This is a homework question for numerical analysis that I do not know how to find the solution to.
$\frac{du}{dt}-\frac{du}{dx}=0$
$u(x,0)=e^x$
$u(1,t)=e^{t+1}$
$0\leq x \leq1,0\leq t \leq1$
I know the solution should be of the form $u=f(x)g(t)$ but I can't find any literature that explains what to do with the boundary conditions. My teacher said I don't need to have worked with PDEs before to solve this but I am lost.

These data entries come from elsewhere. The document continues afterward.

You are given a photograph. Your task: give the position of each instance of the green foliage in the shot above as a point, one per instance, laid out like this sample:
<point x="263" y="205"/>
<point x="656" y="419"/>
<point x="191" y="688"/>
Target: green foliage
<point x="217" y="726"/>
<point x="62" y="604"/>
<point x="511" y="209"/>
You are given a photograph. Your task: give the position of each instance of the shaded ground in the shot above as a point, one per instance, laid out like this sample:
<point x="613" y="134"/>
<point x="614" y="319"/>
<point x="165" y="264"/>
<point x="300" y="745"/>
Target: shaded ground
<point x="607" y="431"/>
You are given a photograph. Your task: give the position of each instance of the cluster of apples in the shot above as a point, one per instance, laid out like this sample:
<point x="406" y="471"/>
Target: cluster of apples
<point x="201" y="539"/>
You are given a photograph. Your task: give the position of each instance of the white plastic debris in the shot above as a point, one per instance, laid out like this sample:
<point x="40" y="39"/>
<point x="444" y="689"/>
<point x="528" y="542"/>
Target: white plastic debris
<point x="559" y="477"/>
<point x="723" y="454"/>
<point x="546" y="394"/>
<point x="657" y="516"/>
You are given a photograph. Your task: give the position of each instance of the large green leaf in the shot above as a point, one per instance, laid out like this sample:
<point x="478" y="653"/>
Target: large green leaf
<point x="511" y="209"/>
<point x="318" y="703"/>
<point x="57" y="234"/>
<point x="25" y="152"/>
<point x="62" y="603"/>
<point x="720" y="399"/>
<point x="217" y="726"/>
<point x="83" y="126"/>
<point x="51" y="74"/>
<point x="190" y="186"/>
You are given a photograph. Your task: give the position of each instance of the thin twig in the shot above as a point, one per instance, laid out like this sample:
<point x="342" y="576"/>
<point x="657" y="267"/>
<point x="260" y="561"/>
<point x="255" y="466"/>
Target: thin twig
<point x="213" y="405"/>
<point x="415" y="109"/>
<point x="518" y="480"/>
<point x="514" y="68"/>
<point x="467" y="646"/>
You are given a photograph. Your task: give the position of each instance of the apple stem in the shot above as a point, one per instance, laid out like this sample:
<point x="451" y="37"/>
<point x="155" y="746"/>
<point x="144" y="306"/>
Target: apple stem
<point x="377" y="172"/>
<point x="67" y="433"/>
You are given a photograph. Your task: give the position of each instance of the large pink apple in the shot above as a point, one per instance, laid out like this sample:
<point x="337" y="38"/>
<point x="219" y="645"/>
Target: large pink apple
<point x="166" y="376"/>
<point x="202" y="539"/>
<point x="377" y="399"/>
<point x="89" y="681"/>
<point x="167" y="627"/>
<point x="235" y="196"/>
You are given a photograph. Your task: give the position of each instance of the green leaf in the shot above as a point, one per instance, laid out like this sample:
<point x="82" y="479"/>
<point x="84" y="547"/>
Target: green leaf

Assume a solution of the form $u(x,t) = X(x)T(t)$, you only need to deal with the BC's to get the solution. So the BC's become $$u(x,0) = X(x)T(0) = e^x $$ $$u(1,t) = X(1)T(t) = e^{t+1}$$ from these we have $$X(x) = \frac{1}{T(0)} e^x$$ and $$T(t) = \frac{1}{X(1)} e^{t+1}$$ we can write the solution as
$$u(x,t) = X(x) T(t) = \frac{1}{T(0)X(1)} e^{x+t+1}$$
To get rid of the constant in front use one of the BC's to get $$X(1)T(0) = e$$ and the solution is $$u(x,t) = \frac{1}{e}e^{x+t+1}=e^{x+t}$$